In every stage of these Oppressions We have Petitioned for Redress in the most humble terms: Our repeated Petitions have been answered only by repeated injury. A Prince whose character is thus marked by every act which may define a Tyrant, is unfit to be the ruler of a free people.

Nor have We been wanting in attentions to our Brittish brethren. We have warned them from time to time of attempts by their legislature to extend an unwarrantable jurisdiction over us. We have reminded them of the circumstances of our emigration and settlement here. We have appealed to their native justice and magnanimity, and we have conjured them by the ties of our common kindred to disavow these usurpations, which, would inevitably interrupt our connections and correspondence. They too have been deaf to the voice of justice and of consanguinity. We must, therefore, acquiesce in the necessity, which denounces our Separation, and hold them, as we hold the rest of mankind, Enemies in War, in Peace Friends.

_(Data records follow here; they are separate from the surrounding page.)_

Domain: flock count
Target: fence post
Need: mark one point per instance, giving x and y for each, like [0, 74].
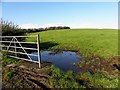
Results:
[15, 47]
[38, 46]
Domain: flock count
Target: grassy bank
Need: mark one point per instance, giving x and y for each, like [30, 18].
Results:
[87, 42]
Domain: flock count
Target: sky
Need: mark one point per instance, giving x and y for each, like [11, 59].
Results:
[72, 14]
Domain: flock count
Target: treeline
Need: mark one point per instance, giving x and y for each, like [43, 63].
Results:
[11, 29]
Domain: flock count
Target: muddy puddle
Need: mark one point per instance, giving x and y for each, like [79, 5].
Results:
[64, 60]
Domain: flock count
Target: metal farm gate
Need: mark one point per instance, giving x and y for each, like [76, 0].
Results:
[14, 40]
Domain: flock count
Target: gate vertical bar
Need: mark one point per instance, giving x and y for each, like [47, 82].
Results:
[15, 47]
[38, 46]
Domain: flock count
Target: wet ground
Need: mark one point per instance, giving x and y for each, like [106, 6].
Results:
[64, 60]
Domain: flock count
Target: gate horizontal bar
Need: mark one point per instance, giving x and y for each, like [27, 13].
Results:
[15, 36]
[19, 47]
[23, 59]
[20, 53]
[19, 42]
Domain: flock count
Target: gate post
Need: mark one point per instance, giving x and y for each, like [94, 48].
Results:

We, therefore, the Representatives of the united States of America, in General Congress, Assembled, appealing to the Supreme Judge of the world for the rectitude of our intentions, do, in the Name, and by Authority of the good People of these Colonies, solemnly publish and declare, That these United Colonies are, and of Right ought to be Free and Independent States; that they are Absolved from all Allegiance to the British Crown, and that all political connection between them and the State of Great Britain, is and ought to be totally dissolved; and that as Free and Independent States, they have full Power to levy War, conclude Peace, contract Alliances, establish Commerce, and to do all other Acts and Things which Independent States may of right do. And for the support of this Declaration, with a firm reliance on the protection of divine Providence, we mutually pledge to each other our Lives, our Fortunes and our sacred Honor.